A questo punto è lecito chiedersi chi sia mai Santangelo. Uomo di mondo della Napoli bene, prestante 71enne, il direttore generale è un apprezzato chirurgo, pur se più noto per la sua attività pubblica. Da sempre vicino ai Ds, sotto il loro ombrello ha svolto un’intensa carriera politica culminata nell’Assessorato regionale alla Sanità e proseguita alla presidenza delle Terme di Agnano, poltrona lasciata forzosamente (insieme a un bel disavanzo) per incompatibilità con la nomina al Pascale. Un «Barone rosso», insomma. Suo fratello Tino (notaio), che come ex repubblicano tende invece più sul rosé, oltre a essere stato presidente del carrozzone di Bagnoli Futura, è l’attuale vicesindaco di Rosa Russo Iervolino.
A portare Santangelo alla direzione generale, il 9 aprile 2005, era stata di fatto la legge di riordino degli Irccs - la 288/2003 - voluta dall’allora ministro Girolamo Sirchia.
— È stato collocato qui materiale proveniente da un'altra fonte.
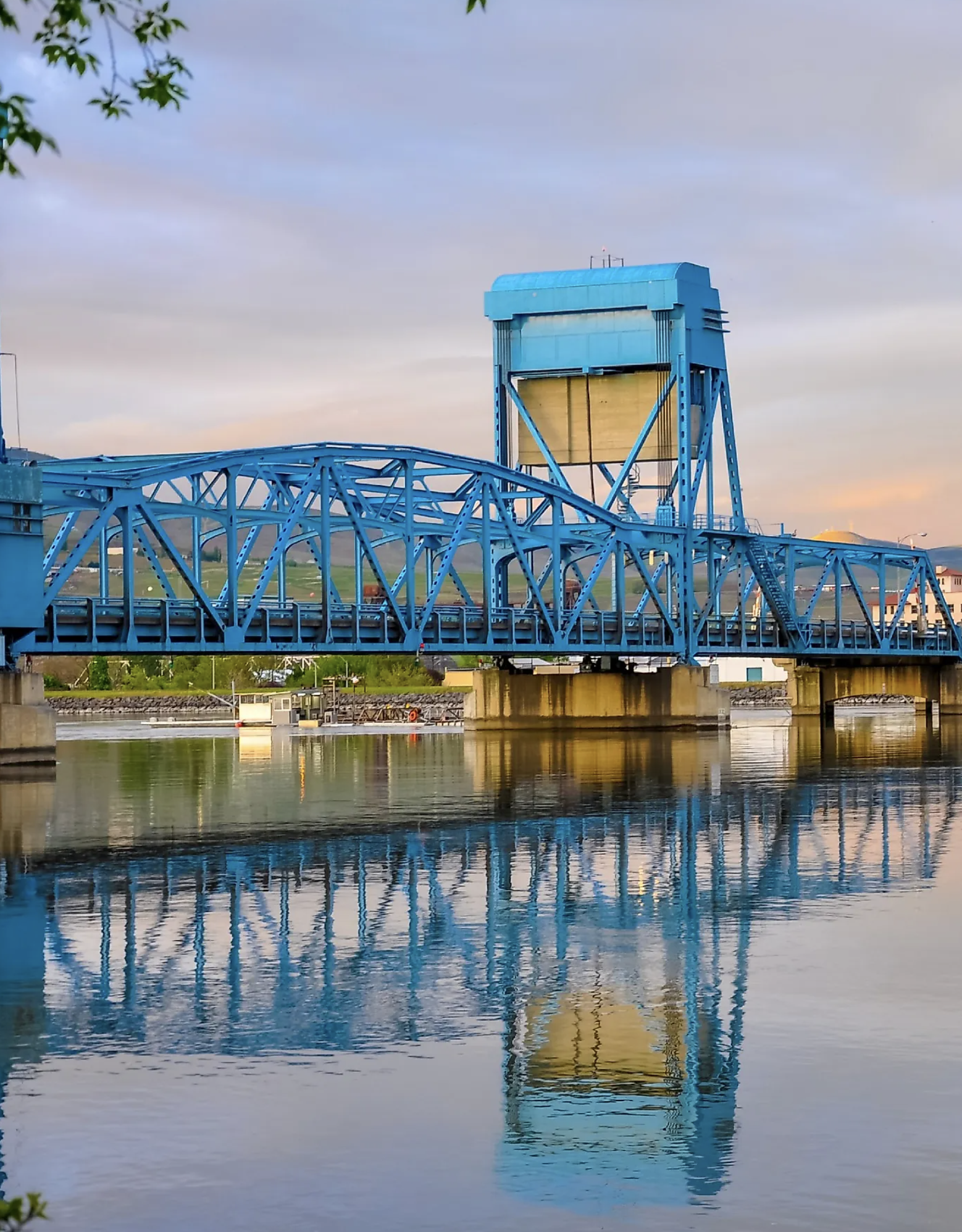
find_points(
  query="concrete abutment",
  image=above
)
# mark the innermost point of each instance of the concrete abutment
(27, 725)
(813, 689)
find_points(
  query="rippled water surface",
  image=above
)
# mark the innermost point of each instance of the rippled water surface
(267, 982)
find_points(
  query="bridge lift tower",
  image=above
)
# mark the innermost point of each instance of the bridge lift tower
(611, 381)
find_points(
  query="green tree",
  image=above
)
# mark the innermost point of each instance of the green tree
(20, 1212)
(88, 37)
(99, 673)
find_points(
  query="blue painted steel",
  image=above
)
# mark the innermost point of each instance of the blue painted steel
(579, 578)
(21, 550)
(365, 549)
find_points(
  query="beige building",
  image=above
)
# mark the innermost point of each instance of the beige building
(952, 583)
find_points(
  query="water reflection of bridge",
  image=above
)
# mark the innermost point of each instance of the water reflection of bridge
(609, 945)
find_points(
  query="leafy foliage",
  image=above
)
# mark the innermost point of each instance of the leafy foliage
(67, 37)
(20, 1212)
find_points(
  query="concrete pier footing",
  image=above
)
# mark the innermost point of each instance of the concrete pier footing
(671, 697)
(814, 689)
(27, 725)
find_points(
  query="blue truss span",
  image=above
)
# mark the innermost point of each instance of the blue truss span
(365, 549)
(608, 527)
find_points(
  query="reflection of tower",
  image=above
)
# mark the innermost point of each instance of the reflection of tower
(22, 929)
(611, 944)
(621, 1080)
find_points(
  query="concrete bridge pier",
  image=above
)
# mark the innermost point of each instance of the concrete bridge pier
(816, 689)
(671, 697)
(27, 725)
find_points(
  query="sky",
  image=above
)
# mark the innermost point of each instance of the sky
(301, 253)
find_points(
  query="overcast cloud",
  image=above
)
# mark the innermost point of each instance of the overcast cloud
(301, 253)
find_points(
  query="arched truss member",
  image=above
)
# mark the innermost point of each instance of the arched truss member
(365, 549)
(345, 546)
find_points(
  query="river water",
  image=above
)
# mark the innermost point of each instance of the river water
(444, 981)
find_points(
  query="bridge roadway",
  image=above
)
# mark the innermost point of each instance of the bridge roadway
(412, 550)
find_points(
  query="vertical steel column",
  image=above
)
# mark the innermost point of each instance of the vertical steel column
(130, 632)
(196, 531)
(231, 549)
(687, 514)
(104, 570)
(501, 398)
(728, 433)
(325, 550)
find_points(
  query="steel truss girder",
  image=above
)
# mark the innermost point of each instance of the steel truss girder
(508, 562)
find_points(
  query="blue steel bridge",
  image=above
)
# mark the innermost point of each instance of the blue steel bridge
(611, 522)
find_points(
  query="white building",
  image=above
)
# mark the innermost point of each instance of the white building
(735, 672)
(952, 583)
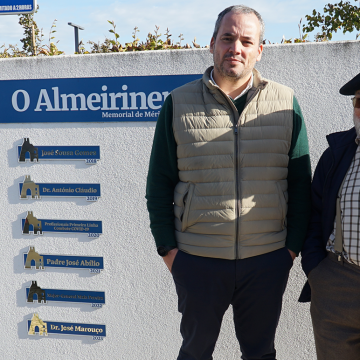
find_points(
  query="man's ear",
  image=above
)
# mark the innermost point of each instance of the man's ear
(212, 42)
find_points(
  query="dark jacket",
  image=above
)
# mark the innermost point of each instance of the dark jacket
(328, 176)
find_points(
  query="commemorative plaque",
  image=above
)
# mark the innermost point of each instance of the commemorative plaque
(29, 152)
(45, 328)
(44, 296)
(38, 226)
(29, 188)
(34, 260)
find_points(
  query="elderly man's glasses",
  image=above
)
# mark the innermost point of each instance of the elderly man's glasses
(356, 102)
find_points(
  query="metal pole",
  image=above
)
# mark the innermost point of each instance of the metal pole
(76, 32)
(33, 39)
(76, 29)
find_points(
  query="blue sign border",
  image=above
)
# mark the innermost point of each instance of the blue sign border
(15, 7)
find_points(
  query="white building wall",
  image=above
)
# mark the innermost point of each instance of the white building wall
(141, 305)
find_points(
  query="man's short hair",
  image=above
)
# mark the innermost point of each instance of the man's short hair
(240, 9)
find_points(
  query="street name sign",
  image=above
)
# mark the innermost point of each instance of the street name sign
(15, 7)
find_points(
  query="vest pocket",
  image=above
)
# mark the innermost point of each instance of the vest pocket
(282, 205)
(187, 202)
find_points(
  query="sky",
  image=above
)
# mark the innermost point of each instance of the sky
(192, 18)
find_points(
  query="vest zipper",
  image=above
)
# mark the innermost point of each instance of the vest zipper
(238, 188)
(237, 147)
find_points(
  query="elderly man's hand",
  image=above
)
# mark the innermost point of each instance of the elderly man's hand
(293, 255)
(169, 258)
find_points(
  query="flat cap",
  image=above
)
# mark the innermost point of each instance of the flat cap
(351, 87)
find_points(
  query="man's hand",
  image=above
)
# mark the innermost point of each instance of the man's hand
(169, 258)
(293, 255)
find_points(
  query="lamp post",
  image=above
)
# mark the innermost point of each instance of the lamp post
(76, 30)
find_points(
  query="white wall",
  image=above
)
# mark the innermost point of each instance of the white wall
(141, 304)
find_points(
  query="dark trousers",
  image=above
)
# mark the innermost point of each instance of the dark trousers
(253, 286)
(335, 309)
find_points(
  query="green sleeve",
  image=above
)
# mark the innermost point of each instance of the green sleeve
(299, 181)
(162, 179)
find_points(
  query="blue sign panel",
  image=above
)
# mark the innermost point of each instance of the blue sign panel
(13, 7)
(131, 98)
(28, 188)
(35, 292)
(38, 226)
(39, 261)
(27, 151)
(36, 325)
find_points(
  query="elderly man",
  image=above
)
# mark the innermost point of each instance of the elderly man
(331, 253)
(229, 192)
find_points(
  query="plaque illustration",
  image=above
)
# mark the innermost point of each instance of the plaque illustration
(31, 224)
(29, 152)
(36, 290)
(31, 220)
(29, 188)
(33, 256)
(38, 326)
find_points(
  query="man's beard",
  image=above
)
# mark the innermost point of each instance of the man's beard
(357, 124)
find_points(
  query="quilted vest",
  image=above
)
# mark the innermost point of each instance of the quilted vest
(231, 200)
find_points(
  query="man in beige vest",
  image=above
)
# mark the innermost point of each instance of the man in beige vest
(331, 253)
(229, 192)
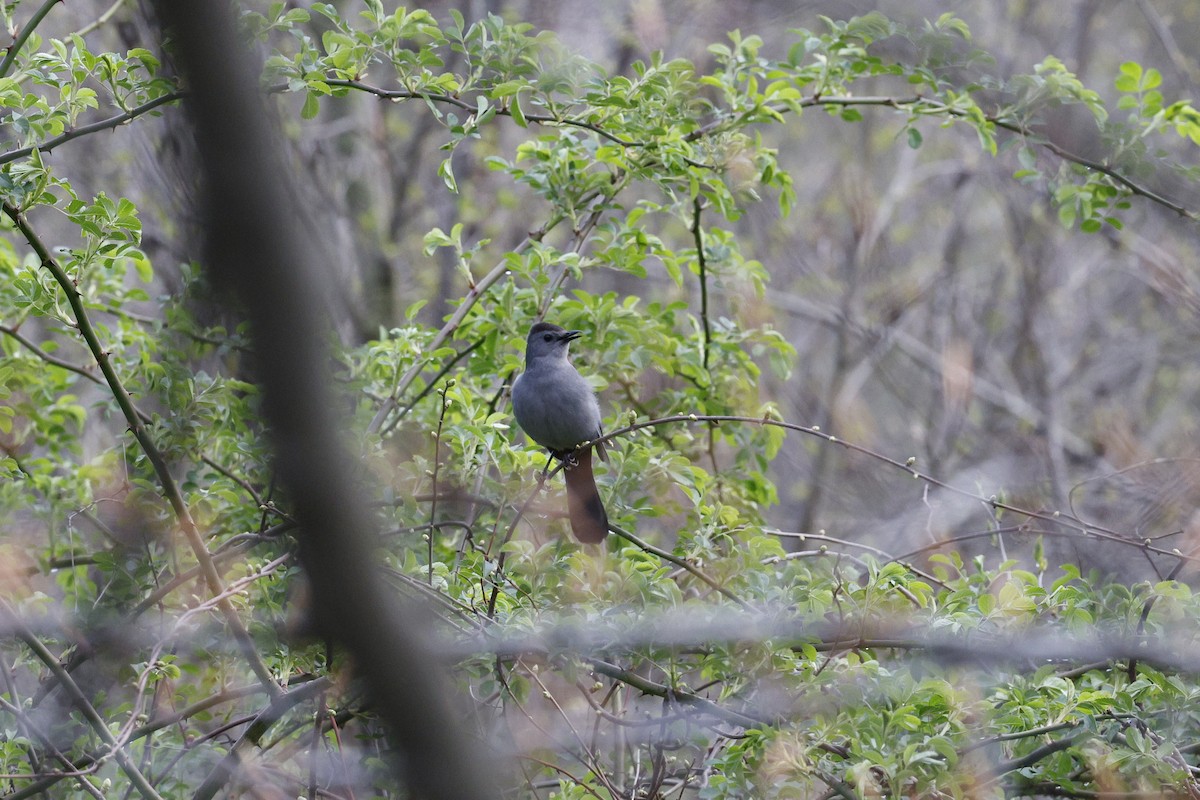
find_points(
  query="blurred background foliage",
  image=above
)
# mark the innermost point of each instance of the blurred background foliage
(964, 244)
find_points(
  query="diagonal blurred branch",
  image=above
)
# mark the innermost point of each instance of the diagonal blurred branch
(259, 256)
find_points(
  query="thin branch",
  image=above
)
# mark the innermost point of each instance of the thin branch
(678, 561)
(81, 702)
(23, 36)
(84, 130)
(137, 426)
(702, 262)
(47, 358)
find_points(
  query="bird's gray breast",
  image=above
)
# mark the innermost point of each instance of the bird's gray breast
(556, 407)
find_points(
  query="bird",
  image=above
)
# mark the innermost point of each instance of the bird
(556, 408)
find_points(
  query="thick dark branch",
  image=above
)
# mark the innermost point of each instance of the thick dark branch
(259, 254)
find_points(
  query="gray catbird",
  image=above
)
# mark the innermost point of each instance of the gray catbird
(556, 408)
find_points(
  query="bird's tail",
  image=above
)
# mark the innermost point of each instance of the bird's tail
(589, 522)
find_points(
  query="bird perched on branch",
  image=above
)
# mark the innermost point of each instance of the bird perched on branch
(556, 408)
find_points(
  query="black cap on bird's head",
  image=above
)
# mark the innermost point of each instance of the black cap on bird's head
(550, 332)
(549, 340)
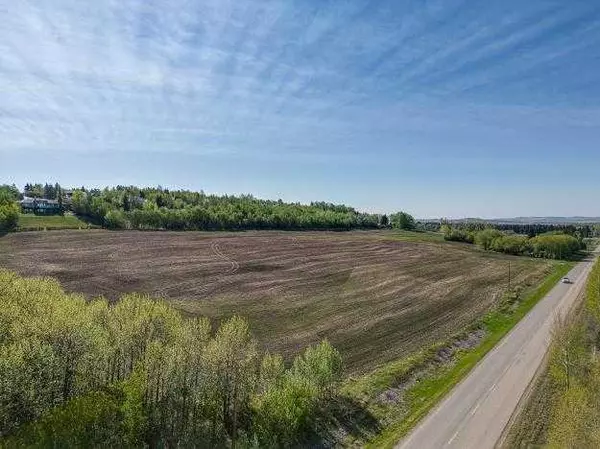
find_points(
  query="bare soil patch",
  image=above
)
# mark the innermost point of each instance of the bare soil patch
(375, 298)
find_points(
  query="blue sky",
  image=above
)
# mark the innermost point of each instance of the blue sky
(442, 108)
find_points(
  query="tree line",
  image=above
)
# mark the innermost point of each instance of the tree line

Legge che riservava al ministero la scelta dei direttori scientifici, ma lasciava quella dei direttori generali alle già fin troppo fameliche Regioni. «La 288 ha avuto l’effetto di una bomba - dice Domenico Ronga, presidente della Commissione nazionale Irccs della Anaao-Assomed, sindacato dei medici dirigenti - e si è tradotta in Campania nell’ansia immediata di Bassolino di nominare un suo uomo al Pascale». Santangelo, appunto.
«La 288 ha di fatto regalato agli appetiti locali queste “perle della corona” che sono sempre stati gli Irccs», rincara il professor Enrico Di Salvo, direttore scientifico dal 1° dicembre 2002, ma che a sei mesi dall'arrivo di Santangelo aveva rassegnato le dimissioni (agosto 2005). «Andai di persona da Bassolino a precisargli che dietro la mia scelta c'erano unicamente motivi personali - ricorda Di Salvo, uno che dedica le ferie ad avviare ambulatori nelle giungle amazzoniche e africane -. Ma il governatore, anziché ringraziarmi per non avergli creato un problema, cominciò a dire in giro che me ne ero andato perché afflitto da “problemi caratteriali”».
Così va lo «sgarruppato» governo della salute in questo pezzo di Sud. «Un territorio dove forse ci si ammala meno di tumore, ma che ha minori aspettative di vita», mastica amaro l'onorevole Angelo Giusto (Ds), presidente della Commissione regionale Sanità, noto critico di Bassolino. Per lui il Pascale è «un luogo senza pace che meriterebbe di rimanere un istituto di ricerca, ricco com'è di tante professionalità».

Quanto a Santangelo, «si è lasciato prendere la mano dal tecnicismo giuridico istituzionale, riavviando l’istituto sulla via dell’incertezza. Di questo passo, il ministero potrebbe anche commissariarlo per manifesta insofferenza alle sue disposizioni. Comunque vada, un gran peccato».